Durant la guerre d’Algérie, le déplacement forcé de plus de deux millions de personnes et leur enfermement dans des camps « de regroupement », dans le cadre d’une stratégie contre-insurrectionnelle assumée visant à isoler les insurgés, ont été largement passés sous silence. Leurs effets ont été dévastateurs sur les populations ciblées, et sur la société dans son ensemble – même après la publicisation du rapport Rocard et les politiques qui ont suivi l’arrivée au pouvoir de Charles de Gaulle, censées ouvrir de nouvelles perspectives aux populations indigènes algériennes. L’ouvrage de Fabien Sacriste constitue un important et bienvenu rappel des présupposés politiques et sécuritaires, des objectifs, des logiques et pratiques mises en œuvre au cours de cette guerre asymétrique, où plus du quart de la population algérienne a été enfermé dans des conditions souvent éludées ou édulcorées.
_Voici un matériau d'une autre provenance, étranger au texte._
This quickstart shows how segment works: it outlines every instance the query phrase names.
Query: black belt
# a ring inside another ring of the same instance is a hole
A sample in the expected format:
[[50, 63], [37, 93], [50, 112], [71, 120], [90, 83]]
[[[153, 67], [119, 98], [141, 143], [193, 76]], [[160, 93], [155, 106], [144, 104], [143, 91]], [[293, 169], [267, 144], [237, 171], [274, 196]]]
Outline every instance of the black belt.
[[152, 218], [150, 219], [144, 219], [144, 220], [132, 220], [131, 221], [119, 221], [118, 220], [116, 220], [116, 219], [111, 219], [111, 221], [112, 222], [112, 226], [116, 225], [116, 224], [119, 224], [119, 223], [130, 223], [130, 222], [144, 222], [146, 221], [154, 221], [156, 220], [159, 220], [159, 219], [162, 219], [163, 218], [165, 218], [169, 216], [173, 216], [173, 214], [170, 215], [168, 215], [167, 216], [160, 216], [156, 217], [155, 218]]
Fabien Sacriste, Les camps de regroupement en Algérie. Une histoire des déplacements forcés (1954-1962). Presses de Sciences Po, 296 p., 24 €
Fabien Sacriste s’appuie sur de nombreuses et importantes sources : fonds publics et privés, publications de presse, journaux officiels, comptes rendus de débats parlementaires et de séances du Conseil de la République, questions écrites et réponses des ministres. Il développe une analyse et une interprétation à la fois rigoureuses et mesurées, restitue en détail les décisions, leur contexte, leurs enjeux, en Algérie comme en métropole. Organisé en trois grandes parties, son livre colle bien à l’évolution du conflit et à celle des camps, désignés comme l’instrument principal de la « pacification ». On sait gré à l’auteur de tenter, dans une partie introductive, de cerner par comparatisme ce que serait un camp de regroupement par rapport à la définition classique du camp de concentration, étroitement liée à la Seconde Guerre mondiale. En prenant acte de ce que ces camps ne seraient pas, c’est-à-dire « des camps de concentration ou des centres de mise à mort », il en infère une définition par défaut, et propose d’éclairer « la spécificité de ces camps en matière de représentations, d’intentions et d’institutions ».
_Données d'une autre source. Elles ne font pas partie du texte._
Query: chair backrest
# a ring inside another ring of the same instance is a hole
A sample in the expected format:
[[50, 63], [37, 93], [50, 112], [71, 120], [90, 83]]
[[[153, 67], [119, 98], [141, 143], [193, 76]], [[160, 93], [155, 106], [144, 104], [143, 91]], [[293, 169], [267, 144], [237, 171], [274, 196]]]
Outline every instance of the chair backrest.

Cependant, après une analyse minutieuse d’histoire sociale du développement des camps et des enjeux autour de leur mise en place, Fabien Sacriste conclut paradoxalement « que le camp de regroupement ne cherche pas à exclure du corps social la population qu’il vise » car « la mesure ne concerne […] pas des individus et des groupes à retrancher du corps social, mais à intégrer au corps social ». Il ajoute, en contradiction avec tout ce que son analyse montre en termes de répression-relégation, de famines, de surmortalité : « Le camp relève ainsi d’un processus autoritaire d’inclusion symbolique et ce même si ses modalités conduisent de facto à la production d’une exclusion physique ». Les camps de regroupement se caractériseraient ainsi par l’hybridation : ils relèvent de pratiques concentrationnaires et évoquent aussi, par la condition politique qu’ils imposent, les camps d’internement ou de réfugiés. Cette conclusion ne résout pas la question de leur qualification comme univers concentrationnaire particulier. « L’inclusion », même symbolique, qu’observe l’auteur apparaît pour ce qu’elle est, un euphémisme, lorsqu’on sait qu’en sus des déplacés il y a les réfugiés (entre 250 000 et 500 000 selon les sources) et les nombreux internés et prisonniers dans divers centres et camps (centres de triage et de transit, camps militaires d’internés, centres militaires d’internement spécialisés, centres d’hébergement avec un régime spécial d’internement, camps d’internement et prisons, sans parler des fermes, villas et autres lieux non officiellement déclarés ). « L’inclusion », qui consiste à repenser un modèle ayant montré ses limites en 1958-1959, se manifeste plutôt à travers des querelles entre militaires et civils, et les velléités, ambigües et tardives, des responsables de cette politique d’enfermement.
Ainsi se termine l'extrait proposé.